Conference Coverage

Study pits cryolipolysis versus HIFU for fat reduction in the flank region

 

Key clinical point: Both cryolipolysis and high-intensity focused ultrasound (HIFU) are effective at reducing subcutaneous fat in the flank region.

Major finding: At week 12 follow-up, both cryolipolysis and HIFU significantly reduced fat in the flanks, compared with baseline (P = .0007 and P = .0341, respectively), as measured by diagnostic ultrasound.

Study details: A split-body, parallel-group trial in which 12 women were randomized to cryolipolysis on one flank and to HIFU on the contralateral side.
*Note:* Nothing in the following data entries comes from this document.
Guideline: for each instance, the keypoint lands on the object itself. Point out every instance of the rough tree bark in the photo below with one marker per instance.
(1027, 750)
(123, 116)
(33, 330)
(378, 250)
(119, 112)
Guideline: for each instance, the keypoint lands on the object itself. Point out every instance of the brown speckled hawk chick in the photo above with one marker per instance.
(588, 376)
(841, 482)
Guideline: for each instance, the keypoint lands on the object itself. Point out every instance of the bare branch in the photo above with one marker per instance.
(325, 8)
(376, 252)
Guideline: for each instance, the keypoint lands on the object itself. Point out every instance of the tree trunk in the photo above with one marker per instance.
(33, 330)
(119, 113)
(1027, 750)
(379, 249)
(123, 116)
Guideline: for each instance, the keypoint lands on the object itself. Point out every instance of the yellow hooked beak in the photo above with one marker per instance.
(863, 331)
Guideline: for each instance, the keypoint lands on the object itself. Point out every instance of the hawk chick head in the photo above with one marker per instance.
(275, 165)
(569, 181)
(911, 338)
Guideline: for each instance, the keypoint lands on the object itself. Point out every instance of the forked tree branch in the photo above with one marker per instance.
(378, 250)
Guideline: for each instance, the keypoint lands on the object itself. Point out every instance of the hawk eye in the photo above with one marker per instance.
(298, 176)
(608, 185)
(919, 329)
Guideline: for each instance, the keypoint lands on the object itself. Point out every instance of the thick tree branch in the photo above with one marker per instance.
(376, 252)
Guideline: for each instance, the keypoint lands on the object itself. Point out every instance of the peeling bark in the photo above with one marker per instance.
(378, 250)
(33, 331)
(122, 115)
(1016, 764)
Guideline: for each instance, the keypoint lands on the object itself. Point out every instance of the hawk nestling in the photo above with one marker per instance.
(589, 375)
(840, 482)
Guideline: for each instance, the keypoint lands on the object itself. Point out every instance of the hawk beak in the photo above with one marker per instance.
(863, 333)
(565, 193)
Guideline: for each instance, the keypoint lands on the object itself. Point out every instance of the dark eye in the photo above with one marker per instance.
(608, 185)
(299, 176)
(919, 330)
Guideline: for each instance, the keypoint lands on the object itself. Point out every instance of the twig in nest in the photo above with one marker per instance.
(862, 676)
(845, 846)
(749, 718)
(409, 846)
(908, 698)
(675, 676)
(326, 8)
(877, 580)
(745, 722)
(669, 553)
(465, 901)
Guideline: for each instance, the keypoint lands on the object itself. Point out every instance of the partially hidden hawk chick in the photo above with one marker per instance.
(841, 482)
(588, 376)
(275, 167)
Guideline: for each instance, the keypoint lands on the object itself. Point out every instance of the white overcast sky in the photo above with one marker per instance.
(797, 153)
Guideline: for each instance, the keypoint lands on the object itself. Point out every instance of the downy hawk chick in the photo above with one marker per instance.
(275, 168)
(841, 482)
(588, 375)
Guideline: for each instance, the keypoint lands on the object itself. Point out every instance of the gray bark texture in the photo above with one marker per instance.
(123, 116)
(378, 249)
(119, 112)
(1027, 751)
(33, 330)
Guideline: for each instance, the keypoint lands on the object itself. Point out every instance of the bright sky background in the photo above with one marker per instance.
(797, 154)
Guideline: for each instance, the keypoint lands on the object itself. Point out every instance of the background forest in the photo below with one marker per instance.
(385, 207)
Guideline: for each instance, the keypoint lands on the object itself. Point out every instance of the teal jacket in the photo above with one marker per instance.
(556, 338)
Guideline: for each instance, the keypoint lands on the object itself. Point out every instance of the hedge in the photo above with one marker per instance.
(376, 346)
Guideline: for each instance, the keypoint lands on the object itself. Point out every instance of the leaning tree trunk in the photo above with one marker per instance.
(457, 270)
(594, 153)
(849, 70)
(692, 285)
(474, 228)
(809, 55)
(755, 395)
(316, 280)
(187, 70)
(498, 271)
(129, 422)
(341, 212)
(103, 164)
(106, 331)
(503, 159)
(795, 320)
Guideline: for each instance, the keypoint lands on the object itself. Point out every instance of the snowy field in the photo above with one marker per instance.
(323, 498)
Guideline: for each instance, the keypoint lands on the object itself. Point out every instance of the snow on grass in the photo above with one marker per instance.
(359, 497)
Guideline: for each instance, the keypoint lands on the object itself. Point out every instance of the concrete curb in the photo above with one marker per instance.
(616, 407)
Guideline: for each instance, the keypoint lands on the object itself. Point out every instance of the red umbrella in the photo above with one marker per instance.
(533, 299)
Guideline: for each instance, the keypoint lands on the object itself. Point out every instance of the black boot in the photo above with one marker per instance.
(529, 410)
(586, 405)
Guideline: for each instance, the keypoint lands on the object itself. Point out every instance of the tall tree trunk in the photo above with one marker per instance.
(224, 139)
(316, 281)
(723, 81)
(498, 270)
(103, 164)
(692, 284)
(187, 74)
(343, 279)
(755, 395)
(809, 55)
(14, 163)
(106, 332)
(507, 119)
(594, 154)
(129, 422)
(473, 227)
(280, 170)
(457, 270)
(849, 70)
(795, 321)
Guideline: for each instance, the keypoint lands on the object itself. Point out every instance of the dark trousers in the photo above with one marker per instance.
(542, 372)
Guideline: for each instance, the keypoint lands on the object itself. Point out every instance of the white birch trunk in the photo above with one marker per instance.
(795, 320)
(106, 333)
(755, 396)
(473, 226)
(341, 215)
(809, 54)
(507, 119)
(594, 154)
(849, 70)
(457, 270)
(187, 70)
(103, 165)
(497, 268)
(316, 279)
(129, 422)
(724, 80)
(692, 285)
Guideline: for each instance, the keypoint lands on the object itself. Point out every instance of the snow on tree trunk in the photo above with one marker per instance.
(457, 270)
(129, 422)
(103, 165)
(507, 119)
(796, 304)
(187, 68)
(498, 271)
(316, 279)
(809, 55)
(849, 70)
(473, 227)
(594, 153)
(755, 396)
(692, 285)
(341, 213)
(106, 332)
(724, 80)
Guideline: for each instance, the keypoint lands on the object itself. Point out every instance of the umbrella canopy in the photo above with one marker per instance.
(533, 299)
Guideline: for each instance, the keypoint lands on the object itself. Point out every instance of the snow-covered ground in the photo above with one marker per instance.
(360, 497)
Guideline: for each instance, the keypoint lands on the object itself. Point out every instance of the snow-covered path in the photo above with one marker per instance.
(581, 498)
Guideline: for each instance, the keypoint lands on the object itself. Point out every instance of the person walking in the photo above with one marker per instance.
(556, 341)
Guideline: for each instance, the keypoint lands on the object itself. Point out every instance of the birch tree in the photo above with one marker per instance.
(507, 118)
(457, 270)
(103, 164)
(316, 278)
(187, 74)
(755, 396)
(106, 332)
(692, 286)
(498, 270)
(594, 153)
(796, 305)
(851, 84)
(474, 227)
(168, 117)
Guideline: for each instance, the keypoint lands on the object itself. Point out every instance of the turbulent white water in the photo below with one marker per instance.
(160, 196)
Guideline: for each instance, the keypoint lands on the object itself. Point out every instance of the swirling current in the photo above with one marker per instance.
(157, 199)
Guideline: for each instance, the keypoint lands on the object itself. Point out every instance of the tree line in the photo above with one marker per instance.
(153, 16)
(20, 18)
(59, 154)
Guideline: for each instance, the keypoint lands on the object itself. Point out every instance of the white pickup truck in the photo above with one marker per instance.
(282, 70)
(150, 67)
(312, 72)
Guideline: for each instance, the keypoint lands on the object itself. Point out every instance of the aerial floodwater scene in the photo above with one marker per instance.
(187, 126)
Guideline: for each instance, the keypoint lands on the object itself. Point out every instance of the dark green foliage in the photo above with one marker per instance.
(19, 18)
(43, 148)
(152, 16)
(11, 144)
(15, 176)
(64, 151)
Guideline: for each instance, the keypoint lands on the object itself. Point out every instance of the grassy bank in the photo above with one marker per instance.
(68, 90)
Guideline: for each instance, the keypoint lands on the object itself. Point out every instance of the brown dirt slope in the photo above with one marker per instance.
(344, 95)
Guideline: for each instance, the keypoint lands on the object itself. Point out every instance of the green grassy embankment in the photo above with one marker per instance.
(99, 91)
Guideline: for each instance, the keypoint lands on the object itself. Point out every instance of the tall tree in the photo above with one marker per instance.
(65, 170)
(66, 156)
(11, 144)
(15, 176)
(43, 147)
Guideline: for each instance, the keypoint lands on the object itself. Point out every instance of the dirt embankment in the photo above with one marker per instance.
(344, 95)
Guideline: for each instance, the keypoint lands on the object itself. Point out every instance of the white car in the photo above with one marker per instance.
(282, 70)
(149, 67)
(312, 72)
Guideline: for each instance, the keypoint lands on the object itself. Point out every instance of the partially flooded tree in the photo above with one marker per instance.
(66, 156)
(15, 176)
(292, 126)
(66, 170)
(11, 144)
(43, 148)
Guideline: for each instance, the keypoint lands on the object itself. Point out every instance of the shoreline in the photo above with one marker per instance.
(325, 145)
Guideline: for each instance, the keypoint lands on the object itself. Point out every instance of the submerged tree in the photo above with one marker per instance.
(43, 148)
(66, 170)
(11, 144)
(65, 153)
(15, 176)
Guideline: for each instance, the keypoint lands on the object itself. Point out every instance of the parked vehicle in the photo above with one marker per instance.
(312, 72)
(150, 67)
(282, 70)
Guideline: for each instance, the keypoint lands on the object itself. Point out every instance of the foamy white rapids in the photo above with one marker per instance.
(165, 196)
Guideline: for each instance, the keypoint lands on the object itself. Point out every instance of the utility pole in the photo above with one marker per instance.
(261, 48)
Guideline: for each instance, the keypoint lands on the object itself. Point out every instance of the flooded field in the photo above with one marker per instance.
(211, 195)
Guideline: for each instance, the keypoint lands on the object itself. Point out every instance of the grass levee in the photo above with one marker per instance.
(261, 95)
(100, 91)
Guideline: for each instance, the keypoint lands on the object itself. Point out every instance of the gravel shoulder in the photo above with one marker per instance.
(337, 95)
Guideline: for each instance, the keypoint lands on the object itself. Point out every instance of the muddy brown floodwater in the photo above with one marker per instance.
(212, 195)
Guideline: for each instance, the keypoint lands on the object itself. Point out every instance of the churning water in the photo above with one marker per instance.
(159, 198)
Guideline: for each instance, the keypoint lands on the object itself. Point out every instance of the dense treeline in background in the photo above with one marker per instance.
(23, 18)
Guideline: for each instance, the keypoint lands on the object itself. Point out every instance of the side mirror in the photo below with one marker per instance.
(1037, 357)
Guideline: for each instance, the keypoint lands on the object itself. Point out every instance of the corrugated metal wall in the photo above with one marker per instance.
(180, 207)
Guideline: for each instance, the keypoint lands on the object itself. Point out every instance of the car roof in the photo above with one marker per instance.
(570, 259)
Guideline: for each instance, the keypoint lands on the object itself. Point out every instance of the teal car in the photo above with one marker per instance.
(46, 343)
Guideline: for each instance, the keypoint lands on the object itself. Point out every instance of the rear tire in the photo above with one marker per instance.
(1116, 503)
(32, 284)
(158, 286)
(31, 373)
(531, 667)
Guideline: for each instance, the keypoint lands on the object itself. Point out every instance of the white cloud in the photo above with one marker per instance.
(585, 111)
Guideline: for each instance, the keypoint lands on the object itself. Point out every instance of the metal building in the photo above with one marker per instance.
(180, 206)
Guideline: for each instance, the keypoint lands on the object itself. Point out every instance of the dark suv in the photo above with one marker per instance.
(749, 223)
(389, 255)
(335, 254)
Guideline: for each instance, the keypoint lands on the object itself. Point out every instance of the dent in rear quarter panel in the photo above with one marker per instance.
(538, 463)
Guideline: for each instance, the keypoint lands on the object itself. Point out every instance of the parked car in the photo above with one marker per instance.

Disclosures: Dr. Riyaz reported having no financial disclosures.


 

REPORTING FROM ASLMS 2018

– While cryolipolysis and high-intensity focused ultrasound are both effective at reducing subcutaneous fat in the flank region, cryolipolysis appeared to be less painful and more effective in a small, randomized trial.

Noninvasive subcutaneous fat reduction is becoming increasingly popular, study author Farhaad R. Riyaz, MD, observed at the annual conference of the American Society for Laser Medicine and Surgery. “High-intensity focused ultrasound seems to be less popular than cryolipolysis. It uses sound waves to create heat and is similar in technology to light traveling through a magnifying glass to create heat at a focal point. But the two technologies really haven’t been rigorously compared in the literature,” he added.


Dr. Riyaz and his associates in the division of cutaneous and aesthetic surgery at Northwestern University, Chicago, enrolled 12 healthy female participants with a body mass index between 18 and 30 kg/m2 and moderate fat in the abdomen flanks. In the split-body, parallel-group trial, the subjects were randomized to cryolipolysis on one flank and to high-intensity focused ultrasound (HIFU) on the contralateral side. Study participants were asked to maintain their weight throughout the 12-week study. Treatments were performed at baseline, week 4, and week 8, with a follow-up visit at week 12. The primary outcome was thickness of subcutaneous fat as measured by ultrasound; secondary outcomes included pain, patient-reported improvement, and total circumference of the abdomen and flanks.

The mean age of the 12 participants was 39 years, 8 were white, and most had Fitzpatrick skin types II and IV (33% and 42%, respectively). Dr. Riyaz reported that at week 12 follow-up, both cryolipolysis and HIFU had significantly reduced fat in the flanks, compared with baseline (P = .0007 and P = .0341, respectively), as measured by diagnostic ultrasound. The researchers noted significantly less fat in the flanks on the sides treated with cryolipolysis, compared with the sides treated with HIFU (P = .007). Study participants reported significantly more pain with HIFU compared with cryolipolysis (P = .0002).


“Although participant-reported improvement in the appearance of their flanks was significant for both treatments [P less than .0001], patients couldn’t appreciate a difference between the side that was treated with HIFU and the side that was treated with cryolipolysis,” Dr. Riyaz said. “In addition, the total abdominal circumference did not change throughout the study for either group.”

He reported having no financial disclosures.